Fanfic: Até eu te encontrar | Tema: Romance, realidade, misticismo, bruxaria, wicca, amor, suspense, aventura
Flávia acordou, mas não abriu os olhos. Ficou deitada na cama, sentindo a maciez do colchão. Gostava das quintas-feiras sem aula. Era um modo de descansar dos outros dias da semana. Apertou o travesseiro e abriu os olhos devagar. O quarto estava escuro, por causa do blecaute na cortina. Olhou o relógio digital, que marcava 12h53. Deu um longo suspiro e se levantou vagarosamente. Era bom não ter de acordar cedo por causa de alguma aula.
Ao invés de acender a luz do quarto, abriu a porta e caminhou pelo pequeno corredor indo em direção à sala. Encontrou o sofá-cama arrumado, com os lençóis dobrados embaixo de um travesseiro. Em cima da mesa da sala, havia um bilhete.
Caloura,
Hoje vai ter revanche na sinuca. Me espere!
Felipe
P.S.: Seu sofá-cama realmente é muito bom!!!

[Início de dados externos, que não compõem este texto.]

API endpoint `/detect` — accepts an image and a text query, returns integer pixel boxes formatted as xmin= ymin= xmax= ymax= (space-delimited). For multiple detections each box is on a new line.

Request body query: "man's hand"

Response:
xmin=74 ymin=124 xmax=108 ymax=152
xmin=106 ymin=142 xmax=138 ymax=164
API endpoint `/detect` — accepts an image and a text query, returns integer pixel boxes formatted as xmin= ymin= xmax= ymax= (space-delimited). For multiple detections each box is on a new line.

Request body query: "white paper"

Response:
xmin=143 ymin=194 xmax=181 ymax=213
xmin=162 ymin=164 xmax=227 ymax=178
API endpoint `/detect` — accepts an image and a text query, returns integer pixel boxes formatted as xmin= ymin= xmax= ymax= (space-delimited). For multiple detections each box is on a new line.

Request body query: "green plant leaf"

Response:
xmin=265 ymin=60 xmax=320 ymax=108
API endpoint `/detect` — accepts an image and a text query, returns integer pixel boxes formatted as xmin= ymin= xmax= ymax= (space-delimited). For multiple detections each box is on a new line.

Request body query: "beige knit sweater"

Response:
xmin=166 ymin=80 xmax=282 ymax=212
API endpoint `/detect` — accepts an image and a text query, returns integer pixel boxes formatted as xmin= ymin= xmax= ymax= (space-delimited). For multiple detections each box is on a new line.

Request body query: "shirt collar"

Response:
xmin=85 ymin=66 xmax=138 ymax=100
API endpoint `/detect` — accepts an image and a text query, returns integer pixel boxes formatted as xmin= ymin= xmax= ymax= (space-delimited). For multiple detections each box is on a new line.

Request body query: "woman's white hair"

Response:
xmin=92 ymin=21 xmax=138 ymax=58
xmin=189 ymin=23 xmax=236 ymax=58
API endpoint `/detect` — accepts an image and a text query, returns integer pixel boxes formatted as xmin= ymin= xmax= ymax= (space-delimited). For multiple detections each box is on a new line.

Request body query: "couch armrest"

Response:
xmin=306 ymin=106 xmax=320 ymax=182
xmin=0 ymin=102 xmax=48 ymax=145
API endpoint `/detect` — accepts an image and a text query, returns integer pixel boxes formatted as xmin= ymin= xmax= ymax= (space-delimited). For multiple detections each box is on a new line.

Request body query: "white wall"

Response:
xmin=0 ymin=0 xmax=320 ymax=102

Flávia devolveu o bilhete para cima da mesa e sorriu. Lembrou de como Felipe saiu do Leão resmungando por ter perdido na sinuca. Ele recusou tomar o "feijão-amigo" de que gostava antes de sair do bar, de tanta decepção que sentia. Ou seria teimosia? Não sabia, mas também não se importou. Felipe era igual a uma criança, e ela gostava desse lado divertido dele.
Foi até a cozinha e colocou uma fatia de pão de fôrma na torradeira. Enquanto esperava, preparou um copo de leite com chocolate em pó. Depois que a torrada ficou pronta, passou manteiga e foi para a sala. Sentou no sofá e ligou a TV. Ficou mudando de canal, sem prestar atenção em nada. Quando acabou de comer, desligou a TV e ficou alguns minutos quieta. Resolveu acender um incenso e pegou o livro que Sônia havia emprestado.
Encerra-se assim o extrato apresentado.